Preclinical proof of concept
Berretta estimates it will take two to three years to get Genespire’s lead gene therapy program, treating the inherited immune system disorder X-linked hyper IgM syndrome (HIGM1), into the clinic.
Defective CD40 signaling means HIGM1 patients produce normal or elevated levels of IgM, but very low levels of other immunoglobulins. That leads to an enhanced susceptibility to infections and an increased risk of cancer.
Current standard of care involves immunoglobulin replacement and antibiotic and antifungal therapy. Bone marrow transplants are possible if matched donors can be found.
Gene editing of autologous T cells could both resolve infections and bridge toward a bone marrow transplant.
The Genespire data presented at ASCGT showed that infusing corrected T cells into HIGM1 mice resulted in stable T-cell engraftment and a partial correction of antigen-specific IgG responses. The effect was sufficient to control pneumocystis, a common opportunistic pulmonary infection.
Following on from that, CRISPR/cas9 gene editing was used to correct human T cells and hematopoietic stem cells. Both promoted a protective immune response in a mouse model of HIGM1.
“We have shown the [gene editing approach] works in human cells and animal models, so we have got preclinical proof of concept.
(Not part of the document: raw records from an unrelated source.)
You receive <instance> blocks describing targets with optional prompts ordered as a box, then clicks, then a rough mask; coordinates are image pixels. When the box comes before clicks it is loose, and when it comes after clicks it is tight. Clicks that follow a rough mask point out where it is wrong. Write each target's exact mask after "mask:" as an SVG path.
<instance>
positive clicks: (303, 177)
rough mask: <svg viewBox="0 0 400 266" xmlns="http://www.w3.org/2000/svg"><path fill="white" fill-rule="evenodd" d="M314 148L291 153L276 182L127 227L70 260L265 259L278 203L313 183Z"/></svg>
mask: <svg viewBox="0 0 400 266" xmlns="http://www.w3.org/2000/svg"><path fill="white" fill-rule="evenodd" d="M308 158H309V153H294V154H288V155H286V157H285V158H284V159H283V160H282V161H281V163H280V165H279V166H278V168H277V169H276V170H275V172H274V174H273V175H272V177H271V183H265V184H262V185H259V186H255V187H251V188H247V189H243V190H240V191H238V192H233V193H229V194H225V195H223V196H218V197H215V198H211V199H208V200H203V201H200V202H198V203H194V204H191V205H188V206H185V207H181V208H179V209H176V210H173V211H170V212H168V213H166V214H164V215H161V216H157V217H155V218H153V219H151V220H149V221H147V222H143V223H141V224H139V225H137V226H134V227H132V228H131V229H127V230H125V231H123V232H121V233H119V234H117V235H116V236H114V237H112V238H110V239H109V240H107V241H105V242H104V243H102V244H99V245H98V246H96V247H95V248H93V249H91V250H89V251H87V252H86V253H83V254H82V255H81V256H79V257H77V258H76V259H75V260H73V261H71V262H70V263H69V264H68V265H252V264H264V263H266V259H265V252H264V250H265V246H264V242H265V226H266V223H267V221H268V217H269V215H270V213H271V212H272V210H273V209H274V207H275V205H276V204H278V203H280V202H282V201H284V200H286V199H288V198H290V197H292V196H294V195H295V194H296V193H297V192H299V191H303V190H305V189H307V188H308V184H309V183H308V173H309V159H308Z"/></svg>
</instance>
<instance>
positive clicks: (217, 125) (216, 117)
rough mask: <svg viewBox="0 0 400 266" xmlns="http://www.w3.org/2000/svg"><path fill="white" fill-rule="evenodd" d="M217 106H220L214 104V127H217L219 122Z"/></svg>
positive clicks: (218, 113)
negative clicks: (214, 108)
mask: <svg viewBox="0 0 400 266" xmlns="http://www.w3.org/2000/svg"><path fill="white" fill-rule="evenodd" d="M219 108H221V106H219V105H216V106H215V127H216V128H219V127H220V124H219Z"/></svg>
Our main objective is to bring this to the clinic in the best possible way,” Berretta said.
The second program will build on a liver-directed lentiviral vector delivery system, developed over the past decade by Genespire co-founder Alessio Cantore, to address the fact that adeno-associated vectors currently used to target genes to the liver cells are not suitable for people with neutralizing antibodies, or for children whose livers are still growing.
The lentiviral vector construct uses a vesicular stomatitis virus containing a hepatocyte-specific promoter, to achieve stable gene expression. In preclinical research, Cantore has shown it is possible to achieve transgene expression over 3.5 years in dogs administered the gene therapy construct at 2 to 4 months of age.
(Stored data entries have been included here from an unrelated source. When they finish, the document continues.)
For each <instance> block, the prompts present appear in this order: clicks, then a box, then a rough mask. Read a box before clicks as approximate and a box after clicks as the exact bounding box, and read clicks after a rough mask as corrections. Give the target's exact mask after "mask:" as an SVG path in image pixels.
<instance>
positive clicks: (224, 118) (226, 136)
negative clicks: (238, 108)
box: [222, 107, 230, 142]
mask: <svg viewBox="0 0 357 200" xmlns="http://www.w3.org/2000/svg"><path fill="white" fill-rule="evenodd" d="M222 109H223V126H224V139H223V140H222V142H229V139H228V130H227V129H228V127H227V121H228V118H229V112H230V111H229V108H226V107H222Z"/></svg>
To prevent immune system rejection, the vectors are engineered with a high surface content of the leukocyte surface antigen CD47, a natural inhibitor of phagocytosis.
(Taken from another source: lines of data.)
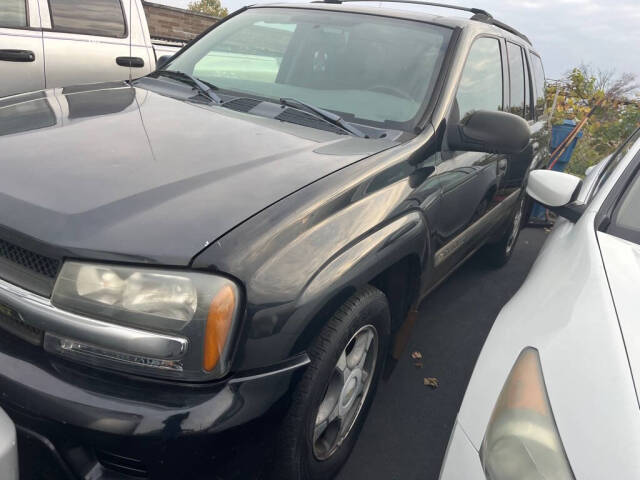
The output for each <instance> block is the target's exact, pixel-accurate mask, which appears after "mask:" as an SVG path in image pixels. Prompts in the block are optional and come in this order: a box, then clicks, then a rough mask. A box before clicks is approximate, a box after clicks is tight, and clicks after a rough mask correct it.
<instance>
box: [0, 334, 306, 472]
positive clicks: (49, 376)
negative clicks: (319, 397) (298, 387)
mask: <svg viewBox="0 0 640 480" xmlns="http://www.w3.org/2000/svg"><path fill="white" fill-rule="evenodd" d="M308 361H309V360H308V357H307V356H306V355H301V356H299V357H296V358H293V359H291V360H290V361H288V362H284V363H282V364H280V365H278V366H274V367H272V368H270V369H268V370H266V371H262V372H254V373H253V374H251V375H246V376H243V377H236V378H231V379H227V380H226V381H221V382H216V383H211V384H206V385H202V384H195V385H180V384H175V383H170V382H159V381H146V380H140V379H138V378H133V377H125V376H120V375H116V374H111V373H108V372H102V371H98V370H94V369H91V368H87V367H82V366H78V365H75V364H71V363H69V362H67V361H65V360H61V359H58V358H55V357H52V356H49V355H47V354H45V353H44V352H43V351H42V349H41V348H38V347H34V346H31V345H29V344H27V343H25V342H23V341H20V340H17V339H14V338H10V337H9V336H8V335H5V334H4V333H3V334H2V335H0V406H1V407H2V408H4V409H5V410H6V412H7V413H8V414H9V416H10V417H11V418H12V419H13V421H14V422H15V424H16V426H17V429H18V433H19V435H18V439H19V448H20V457H21V469H22V470H23V474H24V475H23V478H37V479H41V478H48V475H49V474H50V473H49V472H51V471H55V472H56V474H55V475H64V476H66V477H68V478H91V479H96V480H97V479H107V478H109V479H110V478H123V477H121V476H120V477H118V476H117V475H121V474H126V475H129V476H131V477H133V478H152V479H156V478H158V479H164V478H172V479H175V478H181V479H183V478H184V479H189V478H247V476H248V474H247V472H246V468H248V467H255V465H256V464H259V463H260V459H258V458H256V457H255V456H254V455H253V454H252V452H253V453H254V454H255V455H259V454H261V453H264V452H265V451H266V450H268V448H265V445H267V446H268V445H269V441H268V440H269V436H270V433H271V432H273V431H275V429H276V427H277V422H278V420H279V418H280V417H281V415H282V413H283V412H284V407H285V406H286V401H287V398H288V395H287V393H288V392H289V391H290V390H291V388H293V385H294V383H295V381H294V380H295V378H296V375H297V374H298V372H300V371H301V370H302V369H303V367H304V366H305V365H306V364H307V363H308ZM23 445H24V450H25V451H23ZM33 448H35V449H36V450H39V452H36V453H35V454H33V453H32V454H30V452H29V451H28V450H31V449H33ZM45 457H47V458H48V460H47V461H46V462H45V460H44V458H45ZM247 458H251V461H247ZM35 459H38V461H34V460H35ZM203 472H205V473H206V474H203ZM56 478H57V477H56ZM63 478H64V477H63ZM124 478H128V477H124Z"/></svg>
The program is riding on the shirt tails of a deal SR-Tiget has with Sanofi SA subsidiary Bioverativ Inc., to develop the lentiviral vectors for treating hemophilia.
Genespire is not saying which metabolic disorders it intends to target with the liver-directed lentiviral vectors. “We are looking at indications of interest but not disclosing which at the moment. This is [at] an earlier stage, but it is validated in nonhuman primates, so it is partially derisked and already advanced in hemophilia,” said Berretta.